Es ist einer dieser Tage, an denen man sieht, dass gelebt wurde.

Eine Jacke über der Stuhllehne.

Ein paar Socken, die offenbar eine Pause brauchen.

Und irgendwo liegt etwas, das eigentlich längst woanders hingehört.

Easy

(schaut sich um, nicht streng, eher beobachtend)

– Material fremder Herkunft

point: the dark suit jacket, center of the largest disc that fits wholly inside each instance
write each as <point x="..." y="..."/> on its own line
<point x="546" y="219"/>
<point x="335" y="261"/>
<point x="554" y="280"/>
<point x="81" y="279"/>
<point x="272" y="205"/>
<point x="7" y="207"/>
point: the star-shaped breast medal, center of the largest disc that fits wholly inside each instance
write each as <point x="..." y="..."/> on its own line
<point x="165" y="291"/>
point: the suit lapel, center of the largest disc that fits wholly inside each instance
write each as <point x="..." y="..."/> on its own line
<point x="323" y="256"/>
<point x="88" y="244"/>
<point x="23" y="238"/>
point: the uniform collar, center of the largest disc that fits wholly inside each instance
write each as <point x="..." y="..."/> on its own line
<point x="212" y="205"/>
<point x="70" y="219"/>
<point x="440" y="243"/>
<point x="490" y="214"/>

„Man hört ja oft, dass Ordnung eine Typfrage sei. Entweder man ist ordentlich oder eben nicht. Aber so einfach scheint es nicht zu sein.“

Professor von Mumpitz

(blickt auf seine Socken)

„Ich bin sehr ordentlich. Ich weiß nur manchmal nicht, wann.“

Frau Schmidt

„Oder wo.“

(Mumpitz lächelt unschuldig.)

Easy

„Ich habe gelesen, dass Ordnung weniger mit Sauberkeit zu tun hat als mit innerer Struktur. Für manche bedeutet Ordnung Ruhe. Für andere bedeutet sie Druck.“

Professor von Mumpitz

„Aha. Meine Socken sind also kein Zeichen von Schlamperei, sondern von kreativer Entspannung.“

Frau Schmidt

„Oder von Verdrängung.“

Professor von Mumpitz

„Auch möglich.“

(Stille. Dann ein leises Lachen.)

Easy

„Psychologisch spannend ist ja, dass Paare oft glauben, es gäbe einen richtigen Zustand. Entweder ordentlich oder unordentlich. Dabei geht es eigentlich um etwas anderes.“

Frau Schmidt

„Um gesehen werden.“

Easy

„Genau. Für manche Menschen fühlt sich Unordnung an wie Missachtung. Nicht des Raumes, sondern der gemeinsamen Verantwortung.“

Professor von Mumpitz

„Und für andere fühlt sich Ordnung an wie ein ständiger Kommentar: So, wie du es machst, ist es nicht richtig.“

Frau Schmidt

„Deshalb geraten Menschen darüber so schnell aneinander. Es geht selten um die Tasse. Es geht darum, was sie bedeutet.“

Easy

„Ich habe gelesen, dass viele Konflikte im Haushalt Stellvertreterkonflikte sind. Für Erschöpfung. Für Ungleichgewicht. Für das Gefühl, allein zuständig zu sein.“

Professor von Mumpitz

„Oder für das Gefühl, ständig hinterherzulaufen. Im wörtlichen wie im übertragenen Sinne.“

Frau Schmidt

„Und manchmal auch für das Gefühl, nicht genug zu sein. Egal, auf welcher Seite.“

Easy

„Man hört oft den Satz: Wenn es dich stört, räum es doch weg.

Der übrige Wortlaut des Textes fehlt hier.